Immediately Duncan is presented as the cast off, a boy that denies himself the affection of those around him and proceeds to have little fun in the adult fuelled nightmare. It appears that Duncan finds solace in being by himself and observing those around him. His mother, although somewhat kind-hearted, brutally ignores her son’s obvious demand for family. She turns a blind eye to Trent’s barbaric taunting. Trent, played by Steve Carell is a tanned, egotistic snob. As the film begins with Trent stating that Duncan is a three out of ten, it is clear that there is no room for character growth. Carell is normally seen playing timid unsure of himself characters as seen in Dan in Real Life, The 40 Year Old Virgin and Crazy Stupid Love. A rarity to see Carell step into the shoes of a character that singles out and humiliates all these characteristics in Duncan.
Duncan doesn’t demand the sympathy that the audience give him. Although he sulks around, back hunched, gawky even in his own presence, we understand that he doesn’t fit in with the beach crowd or comply with the social conventions that seem apt for the vacation. Instead, Duncan is happier riding along on a pink bicycle, complete with sparkly tassels. He holds his head high and the whole notion of the film lifts slightly and we see that Duncan is a character that doesn’t care about what anyone thinks.

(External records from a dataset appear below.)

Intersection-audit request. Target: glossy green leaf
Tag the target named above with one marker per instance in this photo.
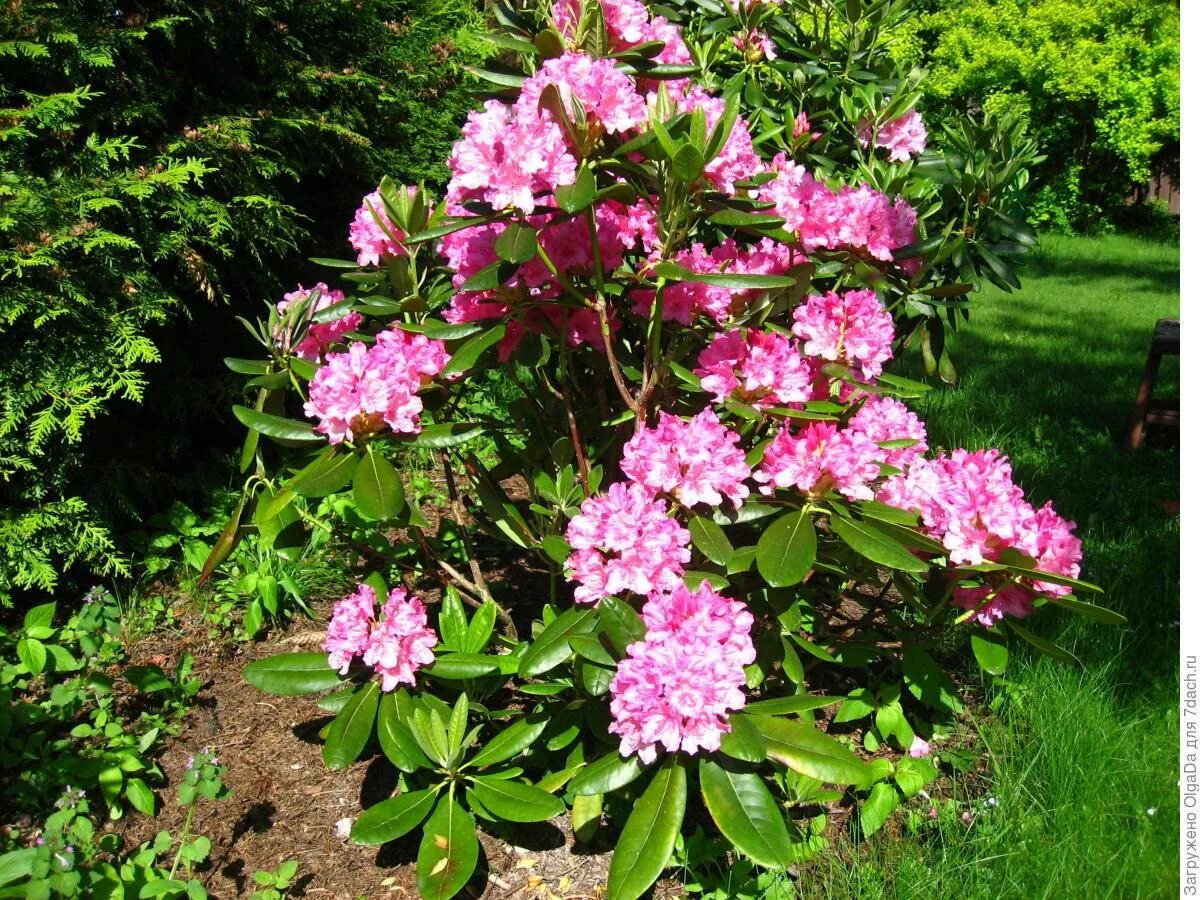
(515, 801)
(649, 834)
(352, 729)
(747, 814)
(275, 426)
(291, 675)
(394, 817)
(449, 851)
(875, 545)
(378, 492)
(804, 749)
(787, 550)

His reserved character is instantly recognised by one of the girls, Susanna. Although she looks the part and follows the beach crowd, Susanna seems as broken as Duncan and as their friendship forms they develop an innocent understanding of the cruel world.
The neighbouring house presents the eccentric, alcohol loving Betty, played by Allison Janney. She is seen taunting her children, openly and without hesitation, yet it remains acceptable and her children seem to respect her. In the moments when the characters turn their heads, Betty’s children show small signs of affection to their mother. Although Betty is a character that is desperate for fun, she is simple, childlike and needs her children – she embodies everything that Pam doesn’t. Duncan doesn’t feel that his mother needs him and we’re not sure she does either.

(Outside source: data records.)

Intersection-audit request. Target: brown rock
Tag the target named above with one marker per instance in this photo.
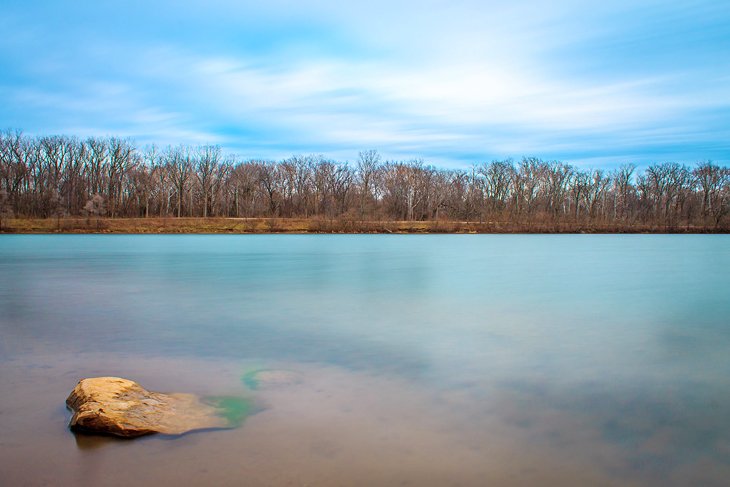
(121, 407)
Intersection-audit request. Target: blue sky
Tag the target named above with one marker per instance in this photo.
(453, 82)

It isn’t until the entrance of Owen, played by Sam Rockwell, that we feel a change of pace. Owen is a fun loving, goofy guy, adamant on creating laughs wherever he goes. He is the manager on Water Wizz, the water park close to the beach house. He is an unlikely friend to Duncan, he sees that he is lonely and doesn’t give up on breaking Duncan out of his shell. Duncan’s bond with Owen is essential in Duncan’s development as a character, he becomes more sure of himself and feels that there is a place for him in the company of those who truly care. Owen is equally affected by the presence of Duncan, he realises he has to grow up and take control of his life.
The Way, Way Back is a comedic, heart warming story about finding confidence in who you are, following what you believe and friendship in places you must discover yourself. Duncan is truly an inspiration for every awkward teen and misguided adult. A summer must watch, that will leave you teary and with a long lasting sense that life is what you make it.